Les 747 actuels d'UAL ne seraient pas remplacés par des 748 ou A 380, confirmation de J.Leahy pour Airbus.
Sur l'analyse du Chicago Tribune, les choix ( très conditionnel ) se porterait sur des bimoteurs.
By Julie Johnsson | Tribune reporter June 6, 2009
Although it is one of the largest jumbo-jet operators in the world, United Airlines isn't looking to replace its Boeing 747s with new supersize aircraft that Boeing Co. and Airbus SAS are desperate to sell.
Chicago-based United is mapping out its aircraft needs for the next 25 years, hoping to take advantage of a swift and sudden downturn in global air travel that has left the planemakers scrambling to find takers for wide-body jets slated to roll out of factories over the next two years.
However, analysts question how United will finance the new planes at a time when oil prices are rising, ticket sales are sluggish because of a global recession, and airlines are striving to raise capital and preserve their precious cash reserves.
As it mulls an order for as many as 150 jets, United is looking to smaller, twin-engine planes to handle the long-range flying done by its fleet of 26 Boeing 747-400 planes, say people familiar with its plans. The jumbos seat about 350 people and are powered by four engines.
Airbus Chief Operating Officer John Leahy told the Tribune on Friday that United is not looking to buy Airbus' double-decker A380 planes, which seat more than 450 passengers.
"We have been talking with them for quite some time. But the [request for proposal] is very recent. Unfortunately (for both companies) the A380 is not (currently) included," Leahy said via e-mail, implying that Airbus may attempt to sway United.
Airbus has yet to land a North American customer for the A380 and recently said it would slow production of the planes during 2009 and 2010 as such customers as Australia's Qantas Airways Ltd. defer deliveries.
Chicago-based Boeing has only one airline customer for the passenger version of the 747-8, a
stretched model of the jumbo that seats about 460 and borrows some of the design innovations of its 787 Dreamliner. Boeing has absorbed nearly $1 billion in charges as a result of design problems and delays with the stretched 747, which is running months behind schedule.

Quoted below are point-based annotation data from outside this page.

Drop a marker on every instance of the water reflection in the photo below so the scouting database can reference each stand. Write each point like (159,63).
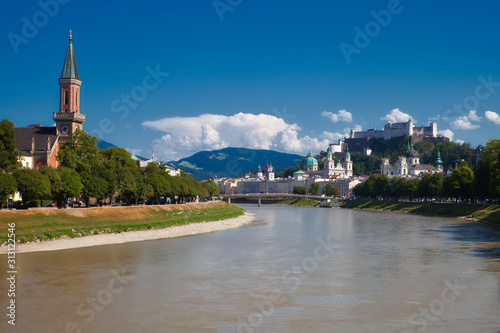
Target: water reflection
(266,277)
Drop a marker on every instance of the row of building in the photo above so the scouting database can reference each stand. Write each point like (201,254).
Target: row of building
(339,175)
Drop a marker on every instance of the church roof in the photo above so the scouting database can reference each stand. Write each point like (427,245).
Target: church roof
(70,71)
(24,137)
(310,160)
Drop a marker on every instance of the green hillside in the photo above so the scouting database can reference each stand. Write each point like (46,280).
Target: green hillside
(229,162)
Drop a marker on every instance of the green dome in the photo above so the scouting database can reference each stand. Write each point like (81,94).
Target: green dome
(310,160)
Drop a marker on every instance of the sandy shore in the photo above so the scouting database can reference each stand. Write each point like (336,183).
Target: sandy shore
(133,236)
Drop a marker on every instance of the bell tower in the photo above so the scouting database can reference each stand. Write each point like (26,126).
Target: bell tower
(68,119)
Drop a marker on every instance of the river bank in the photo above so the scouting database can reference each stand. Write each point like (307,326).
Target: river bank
(487,213)
(37,226)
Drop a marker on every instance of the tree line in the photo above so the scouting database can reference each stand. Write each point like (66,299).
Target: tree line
(463,183)
(87,172)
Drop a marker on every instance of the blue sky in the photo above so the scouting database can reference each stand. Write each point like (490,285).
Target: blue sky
(283,75)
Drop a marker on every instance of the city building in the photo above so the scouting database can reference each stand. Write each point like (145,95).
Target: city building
(38,144)
(409,165)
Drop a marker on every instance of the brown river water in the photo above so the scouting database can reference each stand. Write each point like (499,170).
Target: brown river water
(295,270)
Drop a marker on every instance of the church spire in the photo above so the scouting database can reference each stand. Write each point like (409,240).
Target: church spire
(69,118)
(70,71)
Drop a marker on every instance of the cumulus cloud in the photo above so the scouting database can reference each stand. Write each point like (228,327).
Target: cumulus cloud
(447,133)
(493,117)
(133,151)
(397,116)
(184,136)
(356,127)
(342,115)
(463,123)
(473,116)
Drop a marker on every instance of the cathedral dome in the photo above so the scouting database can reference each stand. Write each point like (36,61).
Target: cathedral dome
(412,153)
(310,160)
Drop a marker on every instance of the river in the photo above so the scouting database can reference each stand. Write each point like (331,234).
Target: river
(295,270)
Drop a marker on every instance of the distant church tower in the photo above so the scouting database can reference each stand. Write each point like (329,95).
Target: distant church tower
(348,164)
(69,118)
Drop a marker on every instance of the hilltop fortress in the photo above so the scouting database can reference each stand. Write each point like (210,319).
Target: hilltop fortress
(360,140)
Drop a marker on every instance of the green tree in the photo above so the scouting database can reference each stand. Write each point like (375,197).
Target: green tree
(71,184)
(491,156)
(359,190)
(93,187)
(211,188)
(299,190)
(110,179)
(482,184)
(9,156)
(54,178)
(127,187)
(117,158)
(331,191)
(314,188)
(431,185)
(80,153)
(460,182)
(159,184)
(31,184)
(8,187)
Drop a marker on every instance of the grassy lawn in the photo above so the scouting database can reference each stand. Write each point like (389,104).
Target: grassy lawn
(298,202)
(490,213)
(35,225)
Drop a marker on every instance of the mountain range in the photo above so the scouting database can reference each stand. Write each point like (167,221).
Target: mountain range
(229,162)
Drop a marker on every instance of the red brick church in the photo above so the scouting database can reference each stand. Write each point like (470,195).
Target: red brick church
(38,144)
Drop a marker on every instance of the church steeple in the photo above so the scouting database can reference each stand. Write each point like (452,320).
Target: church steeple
(70,70)
(69,118)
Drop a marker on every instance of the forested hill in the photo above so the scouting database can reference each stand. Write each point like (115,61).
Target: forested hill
(229,162)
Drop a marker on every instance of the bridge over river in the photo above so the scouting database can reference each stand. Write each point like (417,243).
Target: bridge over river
(259,196)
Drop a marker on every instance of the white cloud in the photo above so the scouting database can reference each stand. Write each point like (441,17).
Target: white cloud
(342,115)
(447,133)
(463,123)
(473,116)
(133,151)
(356,127)
(184,136)
(397,116)
(493,117)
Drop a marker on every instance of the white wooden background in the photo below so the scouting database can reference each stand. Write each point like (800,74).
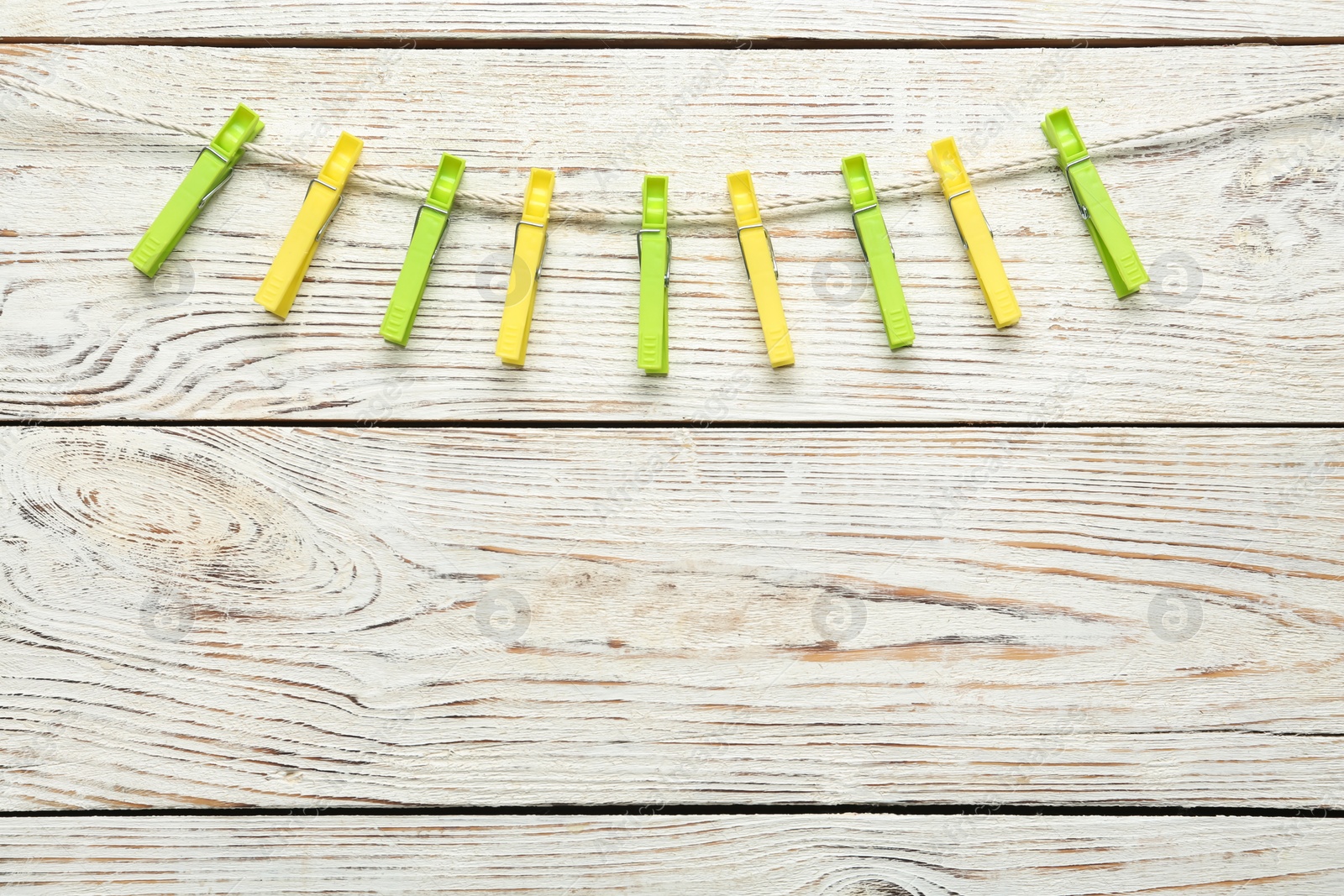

While both planemakers likely would offer deep discounts to nab a United order for their jumbo jets, the carrier instead is eyeing smaller aircraft like the Boeing 777-300ER. It seats about 365 people but flies on two engines, offering greater fuel efficiency than the larger planes.
But as United plans an aircraft order that could top $10 billion, analysts and financiers worry about how the airline will handle the additional debt. United held $2.5 billion in unrestricted cash at the end of the first quarter, which would cover less than two months of its operating expenses.
Investment bank JPMorgan downgraded United on Friday, warning that the airline's balance sheet was fragile and that it could violate debt covenants later this year if oil continues to rise.
"While we're all for buying assets at the bottom of a cycle, we are concerned about United's apparent about-face as it relates to capital discipline," wrote analyst Jamie Baker.
United Chief Executive Glenn Tilton told employees in an e-mail message Thursday that the carrier won't place an order that jeopardizes its finances.
"In addition to earning a return, any aircraft order must be financed in a way that strengthens our balance sheet over the long term and does not impact our cash position," Tilton said.